More details are emerging about Apple's forthcoming watch, which is targeted for release this year, according to a Bloomberg report this morning and corroborated by our sources. Bloomberg says the watch project has long been a favorite of Apple design chief Jony Ive, who reportedly ordered "boxes" of Nike sports watches for his team to study a few years ago.
That's perfectly in line with what we've heard about the watch project, which we're told is being led by Ive himself with some 100 engineers under him. Interestingly, we're also told that Apple's chosen to rework the full iOS to run on the watch instead of building up the iPod nano's proprietary touch operating system — although the previous nano was already watch-sized and seemed like a great starting point for a wrist-sized device, Apple's betting on iOS across product lines.

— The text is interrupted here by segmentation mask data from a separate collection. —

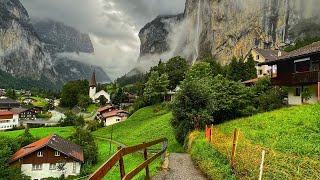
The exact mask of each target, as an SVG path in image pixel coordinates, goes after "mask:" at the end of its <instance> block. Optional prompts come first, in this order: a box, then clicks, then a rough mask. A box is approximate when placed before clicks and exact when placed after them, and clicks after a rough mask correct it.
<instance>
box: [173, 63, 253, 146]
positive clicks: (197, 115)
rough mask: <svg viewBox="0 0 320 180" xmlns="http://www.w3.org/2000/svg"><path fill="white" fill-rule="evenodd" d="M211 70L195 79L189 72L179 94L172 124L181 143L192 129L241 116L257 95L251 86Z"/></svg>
mask: <svg viewBox="0 0 320 180" xmlns="http://www.w3.org/2000/svg"><path fill="white" fill-rule="evenodd" d="M204 67H206V66H204ZM202 69H203V68H202ZM194 70H195V69H193V70H192V71H194ZM191 74H197V73H195V72H192V73H191ZM207 74H208V76H207V77H202V78H201V77H197V78H199V79H195V78H191V77H190V76H188V75H190V73H189V72H188V73H187V79H186V80H184V81H183V83H182V86H181V90H180V91H179V92H178V93H177V94H176V97H175V100H174V102H173V105H172V111H173V115H174V118H173V119H172V121H171V124H172V126H173V127H174V128H175V135H176V139H177V141H178V142H180V143H183V142H184V139H185V137H186V136H187V134H188V133H189V132H190V131H192V130H194V129H199V128H204V126H205V125H206V124H211V123H221V122H223V121H226V120H229V119H233V118H236V117H240V116H242V115H243V112H242V110H243V109H244V108H246V107H247V106H250V105H251V104H250V102H251V99H252V97H253V96H252V93H251V91H250V89H249V88H247V87H245V86H244V85H242V84H240V83H238V82H234V81H230V80H228V79H226V78H224V77H222V76H221V75H218V76H216V77H214V78H213V77H210V73H207Z"/></svg>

Apple's betting on iOS, but battery life is a challenge
That's apparently leading to battery life issues in development, according to our sources: the goal is to last at least 4-5 days between charges, but the current watch prototypes are apparently only going for a couple days max. We're also told Apple has some work to do with iOS on the iPhone, which currently has several hooks for supporting a watch-like device but lacks the appropriate interface or settings to make it work properly. The Pebble watch, for example, can receive notifications from third-party iOS apps with a slight hack, but it has to be redone every time the Bluetooth connection breaks.
Investors are starting to latch onto the watch as TV rumors fade
Obviously Apple has time to resolve these issues, just as it had to when it reworked OS X to work on the iPhone instead of building up the iPod's operating system in the late 2000s. And it should be motivated to resolve these problems quickly: financial analysts are already starting to latch onto watch rumors as a growth opportunity for Apple's battered stock price since the fabled TV project looks increasingly unlikely in the current media climate. (That Bloomberg report is headlined "Apple's Planned 'iWatch' Could Be More Profitable Than TV," in case any investors missed the underlying subtlety.) And Google is promising that its high-concept Glass wearable device will be out this year, lending momentum to a market segment that's remained essentially untapped for years but which has flared to life as indie projects like the Pebble, MetaWatch, and others find success with early adopters.
We're actively digging for more info — we'll let you know more as we hear it.